In an actual system, the power distribution controller 150 (PCU) turns on the upper switch of the DC converter 130 using a signal called Initial Build immediately before the first power line connection unit PDU1 is turned on. ON).

As described above, the precharge control method of the DC converter for a fuel cell hybrid vehicle according to the present invention can prevent a transient current flowing through the DC converter.

In addition, it is possible to prevent burnout of the secondary capacitor C2 of the DC converter, thereby improving the performance of the entire system.

1 is a diagram showing a system configuration of a fuel cell hybrid vehicle according to the present invention.

2 is a current flow diagram of a DC converter according to the prior art.

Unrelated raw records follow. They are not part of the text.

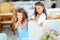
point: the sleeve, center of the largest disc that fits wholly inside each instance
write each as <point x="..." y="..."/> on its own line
<point x="41" y="19"/>
<point x="32" y="16"/>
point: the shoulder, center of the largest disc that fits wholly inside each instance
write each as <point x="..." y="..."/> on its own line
<point x="42" y="15"/>
<point x="33" y="16"/>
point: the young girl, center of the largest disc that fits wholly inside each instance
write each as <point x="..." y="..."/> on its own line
<point x="22" y="25"/>
<point x="39" y="14"/>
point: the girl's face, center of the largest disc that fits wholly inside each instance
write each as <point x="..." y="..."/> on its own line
<point x="39" y="9"/>
<point x="19" y="16"/>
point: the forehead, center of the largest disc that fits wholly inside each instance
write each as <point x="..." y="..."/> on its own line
<point x="39" y="6"/>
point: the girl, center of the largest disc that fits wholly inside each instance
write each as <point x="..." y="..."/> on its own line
<point x="39" y="14"/>
<point x="22" y="25"/>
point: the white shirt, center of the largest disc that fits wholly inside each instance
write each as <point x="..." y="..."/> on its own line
<point x="41" y="18"/>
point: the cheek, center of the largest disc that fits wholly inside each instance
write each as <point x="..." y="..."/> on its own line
<point x="19" y="16"/>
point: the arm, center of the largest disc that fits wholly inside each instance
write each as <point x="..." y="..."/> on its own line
<point x="41" y="19"/>
<point x="16" y="25"/>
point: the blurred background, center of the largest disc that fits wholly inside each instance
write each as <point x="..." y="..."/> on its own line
<point x="8" y="16"/>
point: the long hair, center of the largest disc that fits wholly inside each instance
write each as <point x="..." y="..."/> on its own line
<point x="24" y="13"/>
<point x="41" y="4"/>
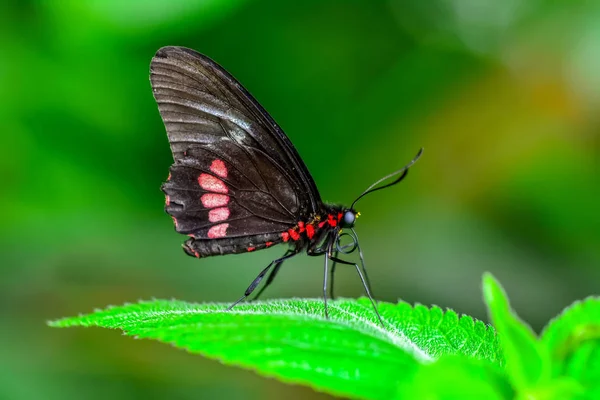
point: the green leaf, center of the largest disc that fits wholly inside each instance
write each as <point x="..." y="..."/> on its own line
<point x="349" y="355"/>
<point x="528" y="363"/>
<point x="573" y="339"/>
<point x="457" y="377"/>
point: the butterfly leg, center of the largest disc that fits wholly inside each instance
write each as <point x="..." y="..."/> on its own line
<point x="362" y="278"/>
<point x="273" y="273"/>
<point x="331" y="276"/>
<point x="260" y="277"/>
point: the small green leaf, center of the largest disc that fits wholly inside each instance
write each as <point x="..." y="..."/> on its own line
<point x="349" y="355"/>
<point x="456" y="377"/>
<point x="527" y="360"/>
<point x="573" y="339"/>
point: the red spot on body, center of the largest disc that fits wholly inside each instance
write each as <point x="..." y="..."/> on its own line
<point x="212" y="184"/>
<point x="331" y="220"/>
<point x="218" y="231"/>
<point x="218" y="214"/>
<point x="293" y="234"/>
<point x="310" y="231"/>
<point x="211" y="200"/>
<point x="218" y="168"/>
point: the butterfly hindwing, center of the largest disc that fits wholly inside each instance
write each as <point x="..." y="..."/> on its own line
<point x="236" y="174"/>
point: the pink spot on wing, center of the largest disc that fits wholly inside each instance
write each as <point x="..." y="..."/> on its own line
<point x="310" y="231"/>
<point x="218" y="214"/>
<point x="211" y="200"/>
<point x="212" y="183"/>
<point x="218" y="231"/>
<point x="218" y="168"/>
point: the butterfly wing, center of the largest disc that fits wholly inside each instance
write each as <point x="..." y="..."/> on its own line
<point x="236" y="174"/>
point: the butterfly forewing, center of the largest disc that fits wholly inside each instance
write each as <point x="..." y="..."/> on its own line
<point x="236" y="175"/>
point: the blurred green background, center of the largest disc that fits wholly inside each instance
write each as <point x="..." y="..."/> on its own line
<point x="503" y="95"/>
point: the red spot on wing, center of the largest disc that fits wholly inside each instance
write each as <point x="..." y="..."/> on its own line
<point x="293" y="234"/>
<point x="218" y="231"/>
<point x="218" y="214"/>
<point x="218" y="168"/>
<point x="212" y="183"/>
<point x="310" y="231"/>
<point x="211" y="200"/>
<point x="331" y="220"/>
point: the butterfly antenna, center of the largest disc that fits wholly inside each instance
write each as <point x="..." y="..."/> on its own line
<point x="402" y="172"/>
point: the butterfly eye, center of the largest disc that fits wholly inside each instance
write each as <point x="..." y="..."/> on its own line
<point x="348" y="220"/>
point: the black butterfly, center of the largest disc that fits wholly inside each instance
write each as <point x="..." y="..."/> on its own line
<point x="238" y="184"/>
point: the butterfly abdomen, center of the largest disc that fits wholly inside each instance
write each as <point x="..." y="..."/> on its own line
<point x="204" y="248"/>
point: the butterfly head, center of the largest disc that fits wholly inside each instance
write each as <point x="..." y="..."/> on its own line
<point x="349" y="217"/>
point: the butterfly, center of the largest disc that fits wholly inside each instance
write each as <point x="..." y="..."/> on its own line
<point x="237" y="183"/>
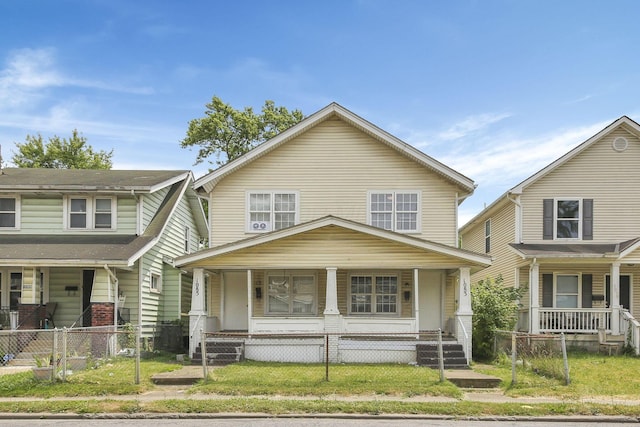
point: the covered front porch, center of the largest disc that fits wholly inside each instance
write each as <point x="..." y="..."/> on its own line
<point x="581" y="289"/>
<point x="332" y="277"/>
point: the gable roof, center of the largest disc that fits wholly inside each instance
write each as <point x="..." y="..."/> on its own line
<point x="624" y="122"/>
<point x="464" y="256"/>
<point x="44" y="179"/>
<point x="99" y="249"/>
<point x="209" y="181"/>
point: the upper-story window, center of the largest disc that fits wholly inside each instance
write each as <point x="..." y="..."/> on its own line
<point x="271" y="210"/>
<point x="568" y="219"/>
<point x="395" y="210"/>
<point x="9" y="212"/>
<point x="487" y="236"/>
<point x="90" y="213"/>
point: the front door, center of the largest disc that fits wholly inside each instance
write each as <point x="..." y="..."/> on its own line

3 is a current flow diagram of a direct-current converter according to an embodiment of the present invention.

Claims (3)

In the pre-charge control method of the DC converter for fuel cell hybrid vehicle, Charging the voltage on the secondary capacitor C2 by turning on the upper switch of the DC converter when the first power line connection unit PDU1 is turned on to charge the primary capacitor C1; Checking the voltage charged in the secondary capacitor C2 and comparing the voltage rising to the DC link voltage; When the voltage charged in the secondary capacitor C2 rises to the DC link voltage, the upper switch of the DC converter is turned OFF to prevent a transient current flowing in the DC converter, and the secondary capacitor C2 of the DC converter. A pre-charge control method of a DC converter for a fuel cell hybrid vehicle, characterized in that it comprises the step of preventing the burnout. The method of claim 1, wherein the upper switch of the DC converter is turned on by using a signal called Initial Build immediately before the first power line connection unit PDU1 is turned on. A precharge control method for a DC converter for a fuel cell hybrid vehicle. The method of claim 1, wherein the voltage charged in the secondary capacitor C2 is charged to a DC link voltage used by the motor control unit (MCU), the voltage is checked by the power distribution control unit (PCU). A precharge control method for a direct current converter for a fuel cell hybrid vehicle.